Guaranteed products which claim to offer equity returns with no downside risk (if held to maturity) have also proliferated. Recently, a severe blow to the credibility of these types of products was struck with the announcement by UBS that capital protection will not apply to loans it made to clients to invest in the failed Rubicon International Leaders Fund (Capital Protected Series 1).

This fund was protected with a ‘put option’ - a guarantee that some party will purchase your asset from you, if you want them to, at a pre-agreed price, even if the asset falls in value.

Apparently, because the fund was wound up, the put option is no longer able to operate. Investors who were under the impression that they would at least get their initial investment back at the product's planned maturity in 2015 have learned, to their dismay, that this guarantee does not apply if the fund was no longer in business.

Needless to say, such a revelation may only have been found in the fine print of the product's terms and conditions. Guaranteed products are usually marketed with large bold headlines stating that there is much to gain, with no risk of capital loss.

There are many types of guarantee, not all of which have this particular flaw.

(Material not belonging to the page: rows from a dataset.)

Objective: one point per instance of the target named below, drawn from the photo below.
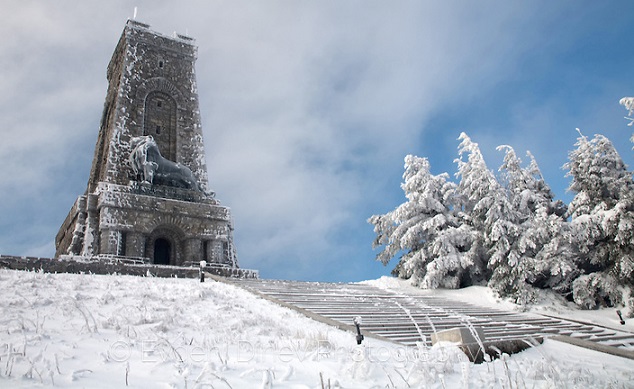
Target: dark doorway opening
(162, 251)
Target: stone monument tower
(147, 196)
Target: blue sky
(309, 108)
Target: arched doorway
(162, 251)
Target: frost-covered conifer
(602, 222)
(628, 103)
(425, 230)
(486, 209)
(537, 256)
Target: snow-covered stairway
(408, 319)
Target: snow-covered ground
(91, 331)
(549, 303)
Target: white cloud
(305, 105)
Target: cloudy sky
(309, 107)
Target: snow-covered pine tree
(547, 235)
(424, 230)
(485, 209)
(537, 218)
(602, 222)
(628, 103)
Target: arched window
(162, 251)
(159, 120)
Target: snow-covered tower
(147, 195)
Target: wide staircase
(411, 318)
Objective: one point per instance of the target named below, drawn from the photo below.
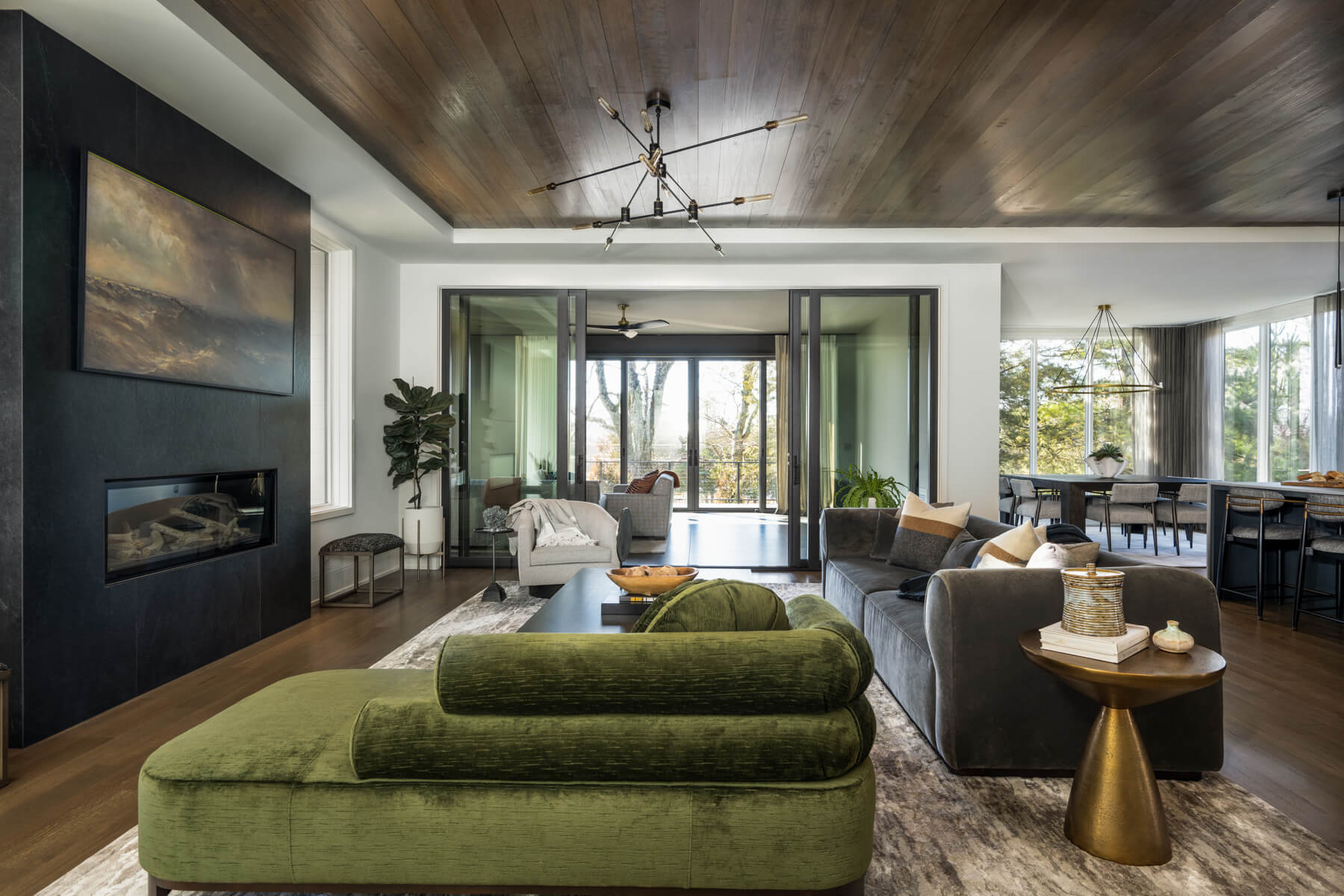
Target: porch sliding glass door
(510, 359)
(860, 393)
(710, 421)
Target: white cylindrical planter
(430, 532)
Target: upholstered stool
(366, 544)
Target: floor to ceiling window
(1266, 399)
(1046, 432)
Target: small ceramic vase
(1172, 640)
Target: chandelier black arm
(678, 200)
(706, 143)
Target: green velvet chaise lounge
(665, 761)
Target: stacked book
(1113, 649)
(628, 605)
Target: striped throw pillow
(925, 534)
(1009, 548)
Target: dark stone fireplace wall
(80, 647)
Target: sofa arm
(996, 711)
(848, 532)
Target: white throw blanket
(553, 520)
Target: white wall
(968, 327)
(376, 348)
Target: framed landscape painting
(176, 292)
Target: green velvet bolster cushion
(715, 605)
(818, 668)
(398, 738)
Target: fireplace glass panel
(161, 523)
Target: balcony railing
(722, 482)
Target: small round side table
(494, 591)
(1115, 810)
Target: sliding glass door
(710, 421)
(510, 359)
(860, 398)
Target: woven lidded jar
(1095, 602)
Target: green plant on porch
(1108, 450)
(855, 487)
(417, 442)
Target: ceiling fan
(628, 329)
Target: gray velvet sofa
(954, 665)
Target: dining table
(1075, 488)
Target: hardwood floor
(75, 791)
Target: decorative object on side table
(4, 724)
(495, 517)
(418, 444)
(494, 591)
(1095, 602)
(1172, 640)
(1108, 461)
(1115, 810)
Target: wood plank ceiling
(956, 113)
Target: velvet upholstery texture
(715, 605)
(820, 664)
(265, 791)
(954, 665)
(413, 738)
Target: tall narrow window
(331, 425)
(1268, 401)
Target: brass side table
(1115, 810)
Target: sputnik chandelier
(655, 163)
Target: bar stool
(1036, 503)
(1322, 544)
(1189, 507)
(1263, 535)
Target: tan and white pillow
(1011, 548)
(1063, 556)
(925, 534)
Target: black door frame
(570, 321)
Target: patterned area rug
(939, 833)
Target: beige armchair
(558, 564)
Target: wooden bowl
(651, 585)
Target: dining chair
(1036, 503)
(1132, 504)
(1256, 520)
(1187, 507)
(1322, 541)
(1007, 501)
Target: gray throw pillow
(962, 553)
(887, 523)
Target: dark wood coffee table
(577, 608)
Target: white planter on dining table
(1107, 467)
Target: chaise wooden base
(164, 887)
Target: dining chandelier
(1125, 375)
(653, 158)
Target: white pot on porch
(430, 534)
(1107, 467)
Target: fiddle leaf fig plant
(417, 442)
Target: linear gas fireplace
(168, 521)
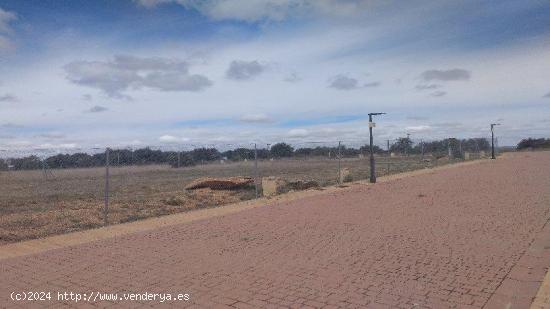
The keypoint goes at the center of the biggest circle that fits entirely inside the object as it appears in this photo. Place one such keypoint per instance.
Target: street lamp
(493, 139)
(372, 167)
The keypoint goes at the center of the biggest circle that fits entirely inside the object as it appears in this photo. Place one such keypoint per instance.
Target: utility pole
(372, 165)
(339, 163)
(106, 207)
(493, 139)
(422, 148)
(256, 169)
(407, 145)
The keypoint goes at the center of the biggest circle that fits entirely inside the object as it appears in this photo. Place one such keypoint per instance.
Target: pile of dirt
(229, 183)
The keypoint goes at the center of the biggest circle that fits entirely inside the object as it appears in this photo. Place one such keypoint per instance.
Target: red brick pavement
(447, 239)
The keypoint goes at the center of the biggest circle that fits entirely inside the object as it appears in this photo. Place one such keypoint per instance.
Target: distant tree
(366, 149)
(402, 145)
(534, 143)
(281, 150)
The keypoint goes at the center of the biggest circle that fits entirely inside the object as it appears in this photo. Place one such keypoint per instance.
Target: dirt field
(34, 205)
(468, 237)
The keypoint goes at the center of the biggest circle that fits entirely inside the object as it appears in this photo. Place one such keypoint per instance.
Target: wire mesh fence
(46, 192)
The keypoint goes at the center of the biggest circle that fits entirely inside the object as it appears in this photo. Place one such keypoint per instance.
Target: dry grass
(33, 205)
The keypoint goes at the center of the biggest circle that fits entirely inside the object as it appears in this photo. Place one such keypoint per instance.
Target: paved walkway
(463, 237)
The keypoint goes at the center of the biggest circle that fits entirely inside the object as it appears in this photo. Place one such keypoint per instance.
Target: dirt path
(463, 237)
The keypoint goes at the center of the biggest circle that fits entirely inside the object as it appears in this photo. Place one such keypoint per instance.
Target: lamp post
(493, 139)
(372, 166)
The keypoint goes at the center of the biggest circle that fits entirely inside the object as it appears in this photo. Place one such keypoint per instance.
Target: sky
(88, 74)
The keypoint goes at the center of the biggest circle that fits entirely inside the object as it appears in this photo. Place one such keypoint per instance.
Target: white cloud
(418, 129)
(343, 82)
(438, 94)
(8, 98)
(267, 10)
(256, 118)
(129, 72)
(244, 70)
(97, 109)
(171, 139)
(298, 133)
(446, 75)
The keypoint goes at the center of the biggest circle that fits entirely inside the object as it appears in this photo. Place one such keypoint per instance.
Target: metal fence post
(256, 174)
(106, 208)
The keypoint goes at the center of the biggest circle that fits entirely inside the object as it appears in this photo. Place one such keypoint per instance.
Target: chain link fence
(47, 192)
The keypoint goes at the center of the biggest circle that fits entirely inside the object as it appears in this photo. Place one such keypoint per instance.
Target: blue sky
(80, 74)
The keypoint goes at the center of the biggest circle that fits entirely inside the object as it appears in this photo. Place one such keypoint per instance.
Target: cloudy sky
(83, 73)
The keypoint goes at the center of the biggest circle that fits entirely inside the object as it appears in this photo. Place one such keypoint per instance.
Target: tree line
(534, 143)
(146, 156)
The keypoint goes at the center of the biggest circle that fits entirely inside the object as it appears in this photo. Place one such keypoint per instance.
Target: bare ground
(34, 205)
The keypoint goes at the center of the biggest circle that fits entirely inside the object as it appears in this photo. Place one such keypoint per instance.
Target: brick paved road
(439, 240)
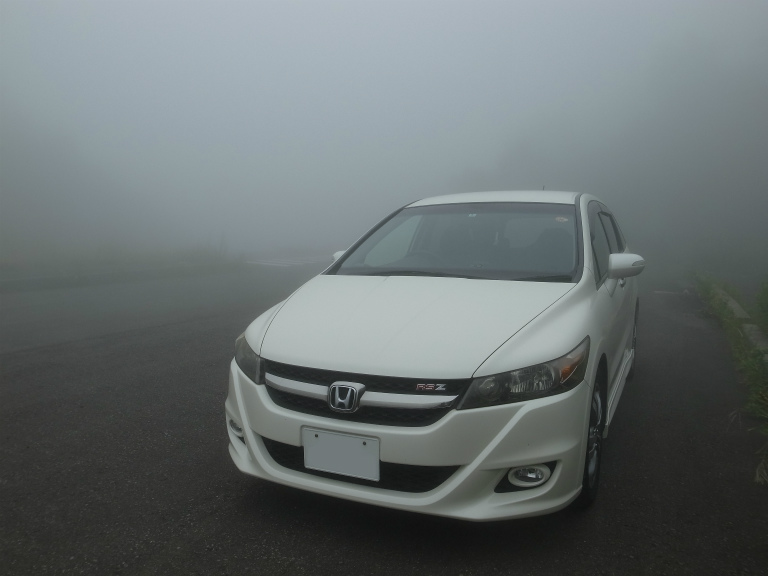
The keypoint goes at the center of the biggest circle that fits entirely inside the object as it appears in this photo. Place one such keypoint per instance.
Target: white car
(464, 358)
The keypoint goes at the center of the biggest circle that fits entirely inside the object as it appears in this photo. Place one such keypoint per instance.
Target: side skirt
(618, 388)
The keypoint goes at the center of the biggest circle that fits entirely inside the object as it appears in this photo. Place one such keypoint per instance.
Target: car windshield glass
(502, 241)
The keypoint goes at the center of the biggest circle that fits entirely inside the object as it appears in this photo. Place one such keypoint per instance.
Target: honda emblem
(345, 396)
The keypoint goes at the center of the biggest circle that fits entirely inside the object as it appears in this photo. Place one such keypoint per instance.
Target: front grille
(407, 417)
(367, 414)
(372, 383)
(399, 477)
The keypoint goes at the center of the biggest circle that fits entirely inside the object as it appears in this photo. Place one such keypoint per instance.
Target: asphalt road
(113, 454)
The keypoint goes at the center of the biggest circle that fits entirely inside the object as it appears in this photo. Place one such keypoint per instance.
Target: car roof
(541, 196)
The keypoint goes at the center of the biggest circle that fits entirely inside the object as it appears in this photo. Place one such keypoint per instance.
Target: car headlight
(250, 362)
(545, 379)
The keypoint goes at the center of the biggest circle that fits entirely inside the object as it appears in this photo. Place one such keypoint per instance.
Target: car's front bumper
(483, 443)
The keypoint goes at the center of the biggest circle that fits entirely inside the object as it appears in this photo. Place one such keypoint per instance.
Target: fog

For instance, a merchant bank has just released a product boasting access to blue chip shares with a capital guarantee. It achieves this by slicing 90% of your investment off into what amounts to a 5 year term deposit, the remaining 10% plonked into a raggedy old index fund. This strategy serves the bank well – it has cleverly found a way to charge up to a 1.5% fee for a cash investment.

If risk-free investments actually existed, paying higher than risk-free returns, the financial world doesn’t work. Think about it: it would be like living in a world where insurance companies happily insure buildings already on fire, and big business delights in paying a premium for what it can actually get for free.

There is no free lunch. Believing that risk and return can be separated is the financial equivalent of the tooth fairy.